In an interesting article (some time ago) Leisa Reichelt talked about trends in Gardening tools for Social Networks.
If you have the time to go through it (it is a lenghty article) it might do for an interesting read. Main points seem to be:
- Social Networks have very few or no tool to trim your contacts
- Statistics can help you visualise your use of the network and thus educate your decisions on its optimising
- Tools for building your contact network tend to be a kind of switch behaviour. Either they’re in or out, end of choice
- That choice, oftentimes, is made in a particular moment which can affect the choice itself (busy vs free time)

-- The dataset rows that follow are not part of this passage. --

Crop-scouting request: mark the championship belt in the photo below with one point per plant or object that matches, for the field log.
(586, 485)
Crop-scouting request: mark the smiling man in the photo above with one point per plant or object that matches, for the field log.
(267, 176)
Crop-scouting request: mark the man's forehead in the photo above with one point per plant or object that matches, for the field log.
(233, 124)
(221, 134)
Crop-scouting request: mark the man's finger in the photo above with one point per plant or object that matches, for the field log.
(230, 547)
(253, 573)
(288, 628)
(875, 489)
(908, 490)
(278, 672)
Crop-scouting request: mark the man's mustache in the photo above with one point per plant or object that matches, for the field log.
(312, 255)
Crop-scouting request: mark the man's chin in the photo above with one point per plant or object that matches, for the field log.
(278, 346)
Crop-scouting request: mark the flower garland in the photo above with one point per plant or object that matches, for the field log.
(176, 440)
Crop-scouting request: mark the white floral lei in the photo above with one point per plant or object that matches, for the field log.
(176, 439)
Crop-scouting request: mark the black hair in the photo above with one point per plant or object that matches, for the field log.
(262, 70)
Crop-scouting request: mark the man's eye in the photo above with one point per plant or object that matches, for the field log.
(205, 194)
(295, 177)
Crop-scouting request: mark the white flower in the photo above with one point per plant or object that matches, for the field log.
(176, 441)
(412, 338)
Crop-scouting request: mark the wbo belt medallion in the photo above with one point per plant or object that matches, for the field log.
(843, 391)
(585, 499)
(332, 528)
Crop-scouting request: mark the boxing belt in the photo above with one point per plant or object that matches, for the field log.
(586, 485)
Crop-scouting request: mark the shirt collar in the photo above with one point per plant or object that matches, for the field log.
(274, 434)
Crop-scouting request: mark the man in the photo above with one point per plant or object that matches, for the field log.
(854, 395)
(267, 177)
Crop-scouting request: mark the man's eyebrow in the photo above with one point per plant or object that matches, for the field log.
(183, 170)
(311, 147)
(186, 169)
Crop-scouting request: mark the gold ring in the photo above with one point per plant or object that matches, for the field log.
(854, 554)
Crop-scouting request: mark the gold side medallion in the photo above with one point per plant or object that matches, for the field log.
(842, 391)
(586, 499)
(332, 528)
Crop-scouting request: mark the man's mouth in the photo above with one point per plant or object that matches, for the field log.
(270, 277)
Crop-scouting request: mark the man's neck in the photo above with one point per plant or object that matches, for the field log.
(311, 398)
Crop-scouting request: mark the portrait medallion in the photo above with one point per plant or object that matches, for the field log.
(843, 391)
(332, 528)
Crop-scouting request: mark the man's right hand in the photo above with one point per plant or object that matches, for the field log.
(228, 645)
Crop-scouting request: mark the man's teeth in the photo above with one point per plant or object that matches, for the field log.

- Once commited to a choice, it is difficult or irrelevant for you to revisit it
- Categorising or tagging people might help, but people are not very good at that
I’ve been thinking much about this issue, and I also see the necessity of categorising network assets (contacts, messages, applications, notifications), but I keep finding myself more into the automated side of it.
Lacking of a better word, I have called it ‘mediation’, being it the process of intelligently filtering these channels of communication. It goes much into ‘Smart Agents’ as it might be the system that decides on how to make this filtering for you, educated by some preferred methods or variables by you.
It might sound unrealistic, and perhaps in a near future it might be more convincing. I think some of these networks and the intrinsic statistical-aware condition of the internet can help making those categorising decisions.
The way I see it the system is nurtured by information in the form of your friend’s feeds: photos, music, blogs, you-name-it. All that information then is passed through custom filters, which are nothing else than your own friends. Filtered information then arrives to you.
It is simple: you know your friends, so you know Dave knows the movies you like, and Sarah’s music taste just matches yours so well. So you filter movies by Dave’s Netflix profile, and music by Sarah’s Last.fm selections. Movie suggestions then are matched with Dave’s watched/wishlist/rated movies. Likewise music suggestions are matched against Sarah’s favorited music, or even suggest you new music Sarah has recently liked or added to her profile.
At the end you get only the ones that make it through. You could even add a level of serendipity to your system by filtering “new music suggestions” both by Sarah and Chris, or by adding a metafilter such as Peter’s blog feed, since Peter sometimes blogs about music.
Or better: you create one metafilter that just sends you all the music all Dave, Sarah, Chris and Matt like, and another that is only Dave’s five-starred music, and combine them. I can imagine as much fun here as you can have with playlist creation on iTunes. The upside here is you know your friends, so they do all the work for you. Sweet.
Easier than tagging people or categorising friends of friends, I’d say. Who wants to give it a try?